Another name that comes to mind via rumors, not necessarily confirmed reports/public record is Scottie Pippen. He even went as far as to suing the news outlets who reported he was broke as an ironic means of proving that he was not broke.
A corollary to their plights would be a 4-year league flameout named Harold Miner, who managed HIS money well enough from his 4 mostly uneventful years to have not needed to work a regular job in the 16 years since. Hats off to him.
And then there is tale of those who did SUPREMELY well after their playing days ended, and the king of that – in my opinion of course – is on Jamal Mashburn, he of 11 years in the league with one All-Star appearance and very respectable 19ppg average.
Mash is in the news this week for being among the (apparently very few) interested parties in buying the N.O. Hornets from the NBA, a team for which he once played.
[Phlip note – THAT is what makes this post relevant to current NBA events, lol]
It comes into question how does a player who was always pretty good in the league, but never a megastar get the money that one would need to lead a group of investors in order to own a professional sports franchise?
And that is the very reason for today’s post. See, Mash is said to have made about $75million while in the league, plus whatever Fila paid him to play in their shoes which may or not have cost him and Grant Hill some years on their knees. While it was on, I NEVER heard his name in any immature nonsense, no extraneous paternity suits, and not even silly jewels and tattoos. With that in mind, when it was all over, he went into the business of making his fortunes work for him so he would never have to again.
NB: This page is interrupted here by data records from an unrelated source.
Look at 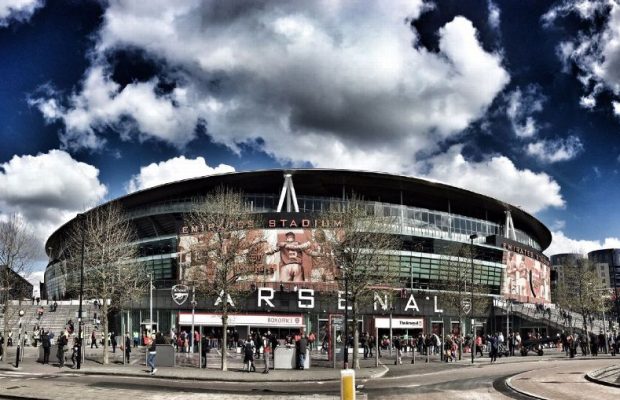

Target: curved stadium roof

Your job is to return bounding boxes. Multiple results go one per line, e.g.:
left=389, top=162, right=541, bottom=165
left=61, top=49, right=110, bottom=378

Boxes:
left=46, top=169, right=551, bottom=250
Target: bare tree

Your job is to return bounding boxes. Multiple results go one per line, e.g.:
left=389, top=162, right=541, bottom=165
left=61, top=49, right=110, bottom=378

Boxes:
left=67, top=203, right=149, bottom=364
left=320, top=196, right=400, bottom=369
left=184, top=187, right=265, bottom=371
left=557, top=259, right=609, bottom=352
left=0, top=214, right=36, bottom=362
left=436, top=243, right=489, bottom=360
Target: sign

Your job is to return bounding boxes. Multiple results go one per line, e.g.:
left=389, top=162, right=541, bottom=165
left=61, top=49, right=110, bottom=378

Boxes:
left=170, top=285, right=189, bottom=305
left=461, top=299, right=471, bottom=315
left=179, top=313, right=305, bottom=328
left=375, top=318, right=424, bottom=329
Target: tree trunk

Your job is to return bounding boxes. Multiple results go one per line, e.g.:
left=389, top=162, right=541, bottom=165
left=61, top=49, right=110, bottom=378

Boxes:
left=2, top=300, right=10, bottom=363
left=222, top=309, right=228, bottom=371
left=352, top=300, right=360, bottom=369
left=101, top=299, right=109, bottom=365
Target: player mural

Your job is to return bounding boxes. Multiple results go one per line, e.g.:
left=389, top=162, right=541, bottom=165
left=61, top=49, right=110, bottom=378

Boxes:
left=502, top=251, right=551, bottom=303
left=178, top=228, right=335, bottom=283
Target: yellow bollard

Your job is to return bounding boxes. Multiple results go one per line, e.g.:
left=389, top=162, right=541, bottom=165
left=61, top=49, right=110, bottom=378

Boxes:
left=340, top=369, right=355, bottom=400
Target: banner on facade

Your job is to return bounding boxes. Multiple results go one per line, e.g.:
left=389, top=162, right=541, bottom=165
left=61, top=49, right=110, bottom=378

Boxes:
left=179, top=313, right=305, bottom=328
left=375, top=318, right=424, bottom=329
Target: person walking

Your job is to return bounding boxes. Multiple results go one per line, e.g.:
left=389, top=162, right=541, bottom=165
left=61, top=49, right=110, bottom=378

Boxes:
left=200, top=335, right=211, bottom=368
left=243, top=336, right=256, bottom=372
left=125, top=332, right=131, bottom=364
left=297, top=333, right=308, bottom=369
left=90, top=329, right=99, bottom=349
left=263, top=336, right=271, bottom=374
left=489, top=333, right=499, bottom=363
left=145, top=335, right=157, bottom=375
left=71, top=337, right=80, bottom=369
left=56, top=332, right=69, bottom=368
left=41, top=332, right=52, bottom=364
left=110, top=332, right=118, bottom=353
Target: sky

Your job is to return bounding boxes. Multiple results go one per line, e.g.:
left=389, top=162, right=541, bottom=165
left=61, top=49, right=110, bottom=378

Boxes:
left=0, top=0, right=620, bottom=288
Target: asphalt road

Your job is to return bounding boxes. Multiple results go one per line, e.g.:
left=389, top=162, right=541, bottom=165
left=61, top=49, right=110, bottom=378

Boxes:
left=0, top=358, right=620, bottom=400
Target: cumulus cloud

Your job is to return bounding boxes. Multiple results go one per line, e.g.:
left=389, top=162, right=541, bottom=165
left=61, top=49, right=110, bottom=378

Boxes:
left=418, top=145, right=565, bottom=213
left=487, top=0, right=501, bottom=30
left=33, top=0, right=509, bottom=173
left=542, top=0, right=620, bottom=109
left=526, top=135, right=583, bottom=163
left=127, top=156, right=235, bottom=192
left=0, top=0, right=44, bottom=28
left=0, top=150, right=107, bottom=252
left=506, top=85, right=546, bottom=138
left=544, top=231, right=620, bottom=256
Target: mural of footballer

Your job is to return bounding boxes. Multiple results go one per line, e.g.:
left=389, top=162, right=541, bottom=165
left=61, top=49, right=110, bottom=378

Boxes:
left=265, top=232, right=319, bottom=282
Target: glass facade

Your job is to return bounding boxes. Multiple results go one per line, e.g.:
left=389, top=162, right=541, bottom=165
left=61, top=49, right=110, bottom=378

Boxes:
left=129, top=194, right=541, bottom=251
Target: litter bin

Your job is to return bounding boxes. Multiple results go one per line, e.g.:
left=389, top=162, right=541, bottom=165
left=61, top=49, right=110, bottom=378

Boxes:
left=154, top=344, right=176, bottom=367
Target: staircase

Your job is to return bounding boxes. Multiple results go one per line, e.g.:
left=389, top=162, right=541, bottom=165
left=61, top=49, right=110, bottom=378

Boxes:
left=0, top=300, right=98, bottom=343
left=495, top=300, right=605, bottom=334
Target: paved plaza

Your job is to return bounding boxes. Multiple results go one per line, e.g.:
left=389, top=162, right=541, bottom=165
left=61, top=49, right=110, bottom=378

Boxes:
left=0, top=348, right=620, bottom=400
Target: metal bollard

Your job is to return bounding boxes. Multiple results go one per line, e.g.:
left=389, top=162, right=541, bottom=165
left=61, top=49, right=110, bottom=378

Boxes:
left=340, top=369, right=355, bottom=400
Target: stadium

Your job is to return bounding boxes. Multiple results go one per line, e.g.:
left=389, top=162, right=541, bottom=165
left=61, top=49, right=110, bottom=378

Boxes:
left=45, top=169, right=551, bottom=337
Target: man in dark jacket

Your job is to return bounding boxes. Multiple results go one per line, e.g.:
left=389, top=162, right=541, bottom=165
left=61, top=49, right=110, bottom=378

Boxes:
left=56, top=332, right=69, bottom=368
left=296, top=333, right=308, bottom=369
left=41, top=332, right=52, bottom=364
left=125, top=332, right=131, bottom=364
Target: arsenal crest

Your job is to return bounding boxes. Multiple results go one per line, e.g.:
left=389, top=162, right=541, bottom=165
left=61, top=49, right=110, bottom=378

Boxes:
left=170, top=285, right=189, bottom=305
left=461, top=299, right=471, bottom=315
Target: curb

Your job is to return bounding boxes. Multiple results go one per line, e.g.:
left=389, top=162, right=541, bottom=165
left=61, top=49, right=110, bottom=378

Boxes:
left=504, top=371, right=549, bottom=400
left=65, top=366, right=389, bottom=383
left=585, top=365, right=620, bottom=388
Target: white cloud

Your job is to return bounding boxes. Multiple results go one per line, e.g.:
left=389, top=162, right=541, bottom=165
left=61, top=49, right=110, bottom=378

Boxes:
left=543, top=0, right=620, bottom=113
left=0, top=0, right=43, bottom=28
left=506, top=85, right=546, bottom=138
left=0, top=150, right=107, bottom=260
left=34, top=0, right=509, bottom=173
left=127, top=156, right=235, bottom=192
left=526, top=135, right=583, bottom=163
left=544, top=231, right=620, bottom=256
left=611, top=101, right=620, bottom=117
left=418, top=146, right=565, bottom=213
left=487, top=0, right=501, bottom=30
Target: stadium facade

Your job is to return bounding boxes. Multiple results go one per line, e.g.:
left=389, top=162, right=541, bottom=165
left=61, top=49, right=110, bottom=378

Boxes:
left=45, top=169, right=551, bottom=335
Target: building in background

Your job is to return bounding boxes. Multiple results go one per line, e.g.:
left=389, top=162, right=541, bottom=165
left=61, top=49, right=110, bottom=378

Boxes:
left=45, top=169, right=551, bottom=336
His portfolio is said to include 34 Papa John’s, 37 Outback Steakhouses, a couple or few car dealerships and a real estate company around the state of Kentucky, where he is a bit of a local legend based on his college basketball career at the university.
Needless to say, if we were hats off to Harold Miner for stretching his millions to last and provide a good life without having to work, we need to stand and give Mashburn a standing ovation for…
1. Not being the stereotypical black athlete and screwing off his blessing.
2. Taking that blessing and multiplying it.
3. Doing it legally.
Players in past times played for less money than is currently available, both on and off the court, so (to me, at least) it seems almost understandable that some might need to lean more heavily on their pensions than others, even if they DIDN’T do stereotypically “black” things with their money on the way through it. It really is, however, one hell of a feel-good story when we can look at one of the ones who made it through, made it good without having to resort to anything that might find them on TMZ, Mediatakeout or WSHH.
Anyone heard from Starbury lately? I hear the Knicks need a PG!